Bien que cela vienne appuyer les propos de la policière, ce ne sont que des spéculations. Toute cette histoire n’est-elle qu’une grosse et tragique erreur? Christopher avait-il à la main une manette de Wii ou un pistolet à air comprimé? Pour l’instant on ne peut dire qui dit vrai, car l’histoire fait toujours l’objet d’une enquête par le Bureau d’Investigation de Géorgie. On nous rapporte aussi que Beth Gatny a été suspendue pour une période indéterminée. Bien qu’il soit impossible pour le moment de jouer aux juges et excuser ou non l’agente de police, les plus récentes nouvelles ne jouent pas en faveur de la policière. En effet, selon son historique au sein de différents corps policiers, Gatny n’est pas sans taches. Plusieurs manquements et avertissements concernant ses méthodes de travail, mais le plus choquant, ce n’est pas la première fois qu’elle ouvre le feu en direction d’un individu pour des raisons nébuleuses. En effet, en 2008, lors d’une altercation, elle ouvrit le feu sur un individu qui tentait d’enlever son sac à dos, convaincue qu’il s’apprêtait à y sortir une arme. Heureusement, le tir manqua. Bien que son collègue affirma qu’elle n’avait aucune raison de tirer, elle fut innocentée par les affaires internes, car l’appel à laquelle elle répondait l’avait averti que les suspects pouvaient être armés. Bref, l’enquête qui est en cours nous permettra, une fois arrivée à terme, de nous éclairer sur la situation.

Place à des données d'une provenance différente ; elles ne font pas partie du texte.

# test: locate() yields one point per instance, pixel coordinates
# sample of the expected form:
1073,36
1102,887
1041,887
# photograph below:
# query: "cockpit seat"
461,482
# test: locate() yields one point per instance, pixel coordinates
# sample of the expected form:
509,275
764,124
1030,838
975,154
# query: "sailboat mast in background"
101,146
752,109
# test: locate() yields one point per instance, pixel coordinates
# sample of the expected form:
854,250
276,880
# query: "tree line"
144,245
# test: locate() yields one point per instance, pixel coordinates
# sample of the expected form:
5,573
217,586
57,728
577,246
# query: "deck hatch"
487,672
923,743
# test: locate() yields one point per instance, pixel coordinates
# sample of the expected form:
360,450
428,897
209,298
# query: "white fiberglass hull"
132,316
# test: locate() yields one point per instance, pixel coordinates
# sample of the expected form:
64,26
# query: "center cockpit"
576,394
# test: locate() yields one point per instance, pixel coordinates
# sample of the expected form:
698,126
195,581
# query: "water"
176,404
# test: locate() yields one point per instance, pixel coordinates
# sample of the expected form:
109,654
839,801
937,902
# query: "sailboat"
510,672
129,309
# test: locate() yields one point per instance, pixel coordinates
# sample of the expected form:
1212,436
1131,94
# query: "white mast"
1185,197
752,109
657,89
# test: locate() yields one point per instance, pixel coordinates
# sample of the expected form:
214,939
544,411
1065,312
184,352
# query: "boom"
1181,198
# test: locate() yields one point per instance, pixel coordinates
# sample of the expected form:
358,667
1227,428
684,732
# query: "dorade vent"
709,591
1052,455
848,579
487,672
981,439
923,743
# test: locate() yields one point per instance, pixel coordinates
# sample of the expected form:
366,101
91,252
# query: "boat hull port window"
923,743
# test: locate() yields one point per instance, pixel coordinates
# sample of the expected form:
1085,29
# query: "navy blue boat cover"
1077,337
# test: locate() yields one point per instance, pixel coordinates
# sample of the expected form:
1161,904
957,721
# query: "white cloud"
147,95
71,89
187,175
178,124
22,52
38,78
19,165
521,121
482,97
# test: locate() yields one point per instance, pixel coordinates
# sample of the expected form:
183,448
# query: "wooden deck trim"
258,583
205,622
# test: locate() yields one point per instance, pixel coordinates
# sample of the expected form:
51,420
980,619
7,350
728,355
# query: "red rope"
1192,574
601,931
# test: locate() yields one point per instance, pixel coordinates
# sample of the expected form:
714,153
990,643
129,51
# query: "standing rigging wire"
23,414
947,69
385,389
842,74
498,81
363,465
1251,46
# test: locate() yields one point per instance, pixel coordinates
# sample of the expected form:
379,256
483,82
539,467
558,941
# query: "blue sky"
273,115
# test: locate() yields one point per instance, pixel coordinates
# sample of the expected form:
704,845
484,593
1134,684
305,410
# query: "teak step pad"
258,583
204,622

Beth Gatny, agente de police

Personnellement, j’ai de la difficulté à comprendre pourquoi il est possible que de telles situations arrivent. Je comprends qu’une arme puisse faire partie de l’équipement de base d’un policier, mais de là à la pointer en direction de la porte avant même qu’on l’ait ouvert, je trouve cela dur à concevoir (rappelons-nous que nous ne sommes qu’en contexte de mandat pour violation de condition de probation). Effectivement, Beth Gatny avait déjà dégainé son arme et était prête à tirer lorsque Christopher ouvrit la porte. Elle avait supposément entendu le bruit d’un mécanisme d’arme à feu. Est-ce nécessaire, à la base, de laisser des agents de police armés s’occuper des mandats d’arrestation pour simple violation de probation? Peut-être que dans la mentalité américaine ce l’est, mais en regardant ailleurs on peut vite s’apercevoir que des alternatives existent. Pensons, par exemple, au modèle anglais. Les policiers, nommés « bobbies », ne portent aucune arme à feu. Au lieu de les entraîner à apprendre à manier une arme mortelle, on leur apprend d’autres techniques qu’ils peuvent utiliser dans divers contextes. À la limite, les policiers pourraient être simplement accompagnés d’un agent en veston-cravate (avec un gilet par balles, par sécurité) spécialisé dans les cas de probation et cela diminuerait déjà de beaucoup les risques d’escalade. Ce dernier pourrait s’occuper de toutes les interactions verbales et aurait la sécurité d’être accompagné de policiers en cas de besoin. Une solution toute simple, mais qui aurait probablement pu sauver la vie d’un jeune homme de 17 ans.